Mirae Asset has just filed a draft with SEBI for its latest ETF, aiming to track the BSE 200 Equal Weight Total Return Index. So what does that mean? Well, this ETF isn’t just focusing on the heavyweights but is spreading out investments equally across the top 200 companies on BSE. It’s like giving each stock an equal shot.
The idea behind this ETF is to closely mirror the performance of the BSE 200 Equal Weight Index—meaning it’s trying to give investors returns that line up with the index minus a few fees here and there. While nothing’s guaranteed (this is the market, after all), Mirae Asset is aiming for tracking error to stay under 2% a year, which could keep it pretty close to the index’s overall gains.
Once it’s listed on the NSE and BSE, investors can trade the ETF like any other stock. And for those putting in big money (think Rs.25 crore and up), there’s direct access through the Asset Management Company (AMC). But if you’re looking to get in during the New Fund Offer (NFO) period, you can start with as little as Rs.5,000. There’ll be Market Makers to ensure liquidity, so ideally, trading should stay smooth and prices fair.
The NFO price kicks off at 1/1000th of the BSE 200 Equal Weight Index’s closing value on the date of allotment. Mirae’s keeping the NFO open for at least three days and up to 15, giving investors a fair window to jump in. Fees are also investor-friendly, with an annual cap at 1% of daily net assets to keep costs manageable.
Unlike the usual cap-weighted approach where big companies dominate, this ETF’s equal-weight model makes room for all 200 companies to shine. This way, you’re not overly reliant on a handful of giants, and there’s a bit of a buffer if some of the bigger players have a rough patch. The ETF’s benchmark is the BSE 200 Equal Weight TRI, which includes India’s top 200 stocks across sectors, with a combined market cap north of Rs.200 lakh crore—talk about coverage!
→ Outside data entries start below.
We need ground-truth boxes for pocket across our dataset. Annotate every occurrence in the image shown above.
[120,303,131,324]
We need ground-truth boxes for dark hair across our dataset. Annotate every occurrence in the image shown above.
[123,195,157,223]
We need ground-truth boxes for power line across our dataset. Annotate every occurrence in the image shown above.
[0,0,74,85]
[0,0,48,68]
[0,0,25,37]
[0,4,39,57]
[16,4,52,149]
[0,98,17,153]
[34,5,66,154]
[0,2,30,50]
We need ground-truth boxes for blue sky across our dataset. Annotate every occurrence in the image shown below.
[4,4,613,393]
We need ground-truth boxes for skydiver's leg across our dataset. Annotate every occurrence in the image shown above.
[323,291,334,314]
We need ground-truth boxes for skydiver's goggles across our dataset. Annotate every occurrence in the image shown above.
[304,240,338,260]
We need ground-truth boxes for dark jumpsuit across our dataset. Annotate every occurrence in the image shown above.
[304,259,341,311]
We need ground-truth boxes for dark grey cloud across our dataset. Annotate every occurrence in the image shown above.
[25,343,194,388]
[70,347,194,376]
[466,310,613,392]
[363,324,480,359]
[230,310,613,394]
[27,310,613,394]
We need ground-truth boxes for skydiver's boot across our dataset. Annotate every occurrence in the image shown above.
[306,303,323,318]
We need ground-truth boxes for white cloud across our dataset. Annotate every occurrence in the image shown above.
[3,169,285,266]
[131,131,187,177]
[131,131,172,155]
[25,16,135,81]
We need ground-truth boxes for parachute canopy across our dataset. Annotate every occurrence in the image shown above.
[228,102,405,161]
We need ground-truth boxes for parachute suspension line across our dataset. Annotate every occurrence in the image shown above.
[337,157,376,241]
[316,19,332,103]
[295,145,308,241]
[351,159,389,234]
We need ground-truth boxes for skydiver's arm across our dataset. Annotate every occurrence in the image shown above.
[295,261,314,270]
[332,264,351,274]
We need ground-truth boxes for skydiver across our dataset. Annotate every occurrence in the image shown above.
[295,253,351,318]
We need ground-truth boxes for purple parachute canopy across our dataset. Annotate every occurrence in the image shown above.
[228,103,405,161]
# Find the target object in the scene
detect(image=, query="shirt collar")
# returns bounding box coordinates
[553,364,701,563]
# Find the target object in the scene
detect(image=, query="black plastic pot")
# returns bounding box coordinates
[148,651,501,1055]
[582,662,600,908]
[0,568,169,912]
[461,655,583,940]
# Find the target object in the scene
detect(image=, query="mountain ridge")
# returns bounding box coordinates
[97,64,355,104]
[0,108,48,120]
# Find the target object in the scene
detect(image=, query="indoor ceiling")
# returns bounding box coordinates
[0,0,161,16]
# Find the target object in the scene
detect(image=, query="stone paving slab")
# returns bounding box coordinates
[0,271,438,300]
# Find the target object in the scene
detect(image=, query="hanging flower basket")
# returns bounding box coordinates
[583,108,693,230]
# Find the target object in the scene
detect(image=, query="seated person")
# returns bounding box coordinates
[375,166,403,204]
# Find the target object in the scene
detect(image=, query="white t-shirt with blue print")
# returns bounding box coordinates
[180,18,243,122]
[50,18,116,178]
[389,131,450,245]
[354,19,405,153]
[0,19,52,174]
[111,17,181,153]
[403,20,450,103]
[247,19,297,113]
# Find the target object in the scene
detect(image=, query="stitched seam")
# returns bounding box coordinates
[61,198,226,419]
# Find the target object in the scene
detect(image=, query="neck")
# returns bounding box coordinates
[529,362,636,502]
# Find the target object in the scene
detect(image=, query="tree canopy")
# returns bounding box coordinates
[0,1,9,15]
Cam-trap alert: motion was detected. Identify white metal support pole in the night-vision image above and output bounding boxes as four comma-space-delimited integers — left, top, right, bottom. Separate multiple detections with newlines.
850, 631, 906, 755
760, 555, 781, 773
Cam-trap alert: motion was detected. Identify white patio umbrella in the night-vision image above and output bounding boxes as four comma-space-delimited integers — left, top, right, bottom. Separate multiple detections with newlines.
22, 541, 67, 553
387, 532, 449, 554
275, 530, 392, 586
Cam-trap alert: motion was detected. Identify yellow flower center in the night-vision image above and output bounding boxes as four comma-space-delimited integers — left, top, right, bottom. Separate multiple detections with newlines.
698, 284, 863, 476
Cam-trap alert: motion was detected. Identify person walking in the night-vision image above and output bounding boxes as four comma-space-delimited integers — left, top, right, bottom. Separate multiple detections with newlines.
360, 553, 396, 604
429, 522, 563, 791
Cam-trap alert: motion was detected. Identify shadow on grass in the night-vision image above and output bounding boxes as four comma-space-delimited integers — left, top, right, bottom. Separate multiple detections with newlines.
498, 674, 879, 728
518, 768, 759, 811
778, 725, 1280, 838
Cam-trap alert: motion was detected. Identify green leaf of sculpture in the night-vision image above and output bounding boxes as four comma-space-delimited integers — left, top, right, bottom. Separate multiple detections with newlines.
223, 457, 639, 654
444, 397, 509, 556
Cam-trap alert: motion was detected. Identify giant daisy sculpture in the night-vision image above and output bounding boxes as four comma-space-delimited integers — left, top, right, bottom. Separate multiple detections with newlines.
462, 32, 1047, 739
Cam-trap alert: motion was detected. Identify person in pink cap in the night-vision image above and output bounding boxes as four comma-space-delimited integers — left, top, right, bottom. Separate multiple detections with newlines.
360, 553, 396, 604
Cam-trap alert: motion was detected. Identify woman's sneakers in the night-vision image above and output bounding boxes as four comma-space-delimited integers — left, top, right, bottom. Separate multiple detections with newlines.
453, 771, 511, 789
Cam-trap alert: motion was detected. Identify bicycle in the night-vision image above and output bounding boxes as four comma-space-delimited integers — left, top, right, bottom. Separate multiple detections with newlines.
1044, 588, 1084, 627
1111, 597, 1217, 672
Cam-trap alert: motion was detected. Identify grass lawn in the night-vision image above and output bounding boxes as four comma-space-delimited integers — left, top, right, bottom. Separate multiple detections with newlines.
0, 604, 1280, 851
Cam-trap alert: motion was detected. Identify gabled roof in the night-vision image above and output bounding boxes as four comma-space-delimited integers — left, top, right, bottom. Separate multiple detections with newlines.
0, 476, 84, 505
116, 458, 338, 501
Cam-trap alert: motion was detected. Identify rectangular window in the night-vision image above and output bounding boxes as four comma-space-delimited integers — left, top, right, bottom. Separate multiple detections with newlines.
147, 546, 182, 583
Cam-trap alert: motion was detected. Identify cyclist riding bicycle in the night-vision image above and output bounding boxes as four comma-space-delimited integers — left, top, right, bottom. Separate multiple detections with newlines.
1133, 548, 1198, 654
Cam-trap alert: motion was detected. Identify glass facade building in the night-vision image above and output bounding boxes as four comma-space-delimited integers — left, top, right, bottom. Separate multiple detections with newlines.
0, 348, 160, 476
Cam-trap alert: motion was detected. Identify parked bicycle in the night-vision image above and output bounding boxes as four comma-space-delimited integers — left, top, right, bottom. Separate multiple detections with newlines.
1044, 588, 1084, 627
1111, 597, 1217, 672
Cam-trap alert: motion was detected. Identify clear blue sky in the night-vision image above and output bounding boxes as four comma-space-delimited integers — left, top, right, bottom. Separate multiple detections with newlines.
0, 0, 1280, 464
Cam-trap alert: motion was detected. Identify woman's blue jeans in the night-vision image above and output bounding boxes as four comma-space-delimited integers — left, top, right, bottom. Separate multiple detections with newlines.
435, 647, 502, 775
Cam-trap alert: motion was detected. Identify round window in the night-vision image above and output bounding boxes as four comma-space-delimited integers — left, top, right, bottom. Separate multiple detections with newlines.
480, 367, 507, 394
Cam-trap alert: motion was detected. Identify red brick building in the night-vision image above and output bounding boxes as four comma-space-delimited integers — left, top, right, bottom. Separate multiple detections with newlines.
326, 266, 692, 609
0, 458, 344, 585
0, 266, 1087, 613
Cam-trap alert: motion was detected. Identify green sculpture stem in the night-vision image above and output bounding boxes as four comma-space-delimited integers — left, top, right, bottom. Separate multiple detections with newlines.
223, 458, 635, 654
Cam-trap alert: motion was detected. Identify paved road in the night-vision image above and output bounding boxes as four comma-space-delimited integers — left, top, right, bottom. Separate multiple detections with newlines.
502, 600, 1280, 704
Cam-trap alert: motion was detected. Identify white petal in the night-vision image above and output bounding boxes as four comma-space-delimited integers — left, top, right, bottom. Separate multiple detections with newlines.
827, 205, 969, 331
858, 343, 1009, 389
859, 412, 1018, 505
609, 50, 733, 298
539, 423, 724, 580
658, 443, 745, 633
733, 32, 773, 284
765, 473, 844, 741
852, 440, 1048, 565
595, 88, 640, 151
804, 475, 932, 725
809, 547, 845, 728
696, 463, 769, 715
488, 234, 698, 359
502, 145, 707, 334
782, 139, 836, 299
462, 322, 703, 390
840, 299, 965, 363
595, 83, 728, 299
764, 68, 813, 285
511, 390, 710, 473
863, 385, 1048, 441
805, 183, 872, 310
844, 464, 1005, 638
Conclusion: Mirae’s BSE 200 Equal Weight ETF could be an interesting addition for those looking to diversify without the roller-coaster effect of top-heavy funds. It’s a way to get balanced exposure to both large and mid-cap players while reducing those concentration risks. Of course, tracking errors and market ups and downs are still part of the game.
Disclaimer: This blog has been written exclusively for educational purposes. The securities mentioned are only examples and not recommendations. It is based on several secondary sources on the internet and is subject to changes. Please consult an expert before making related decisions.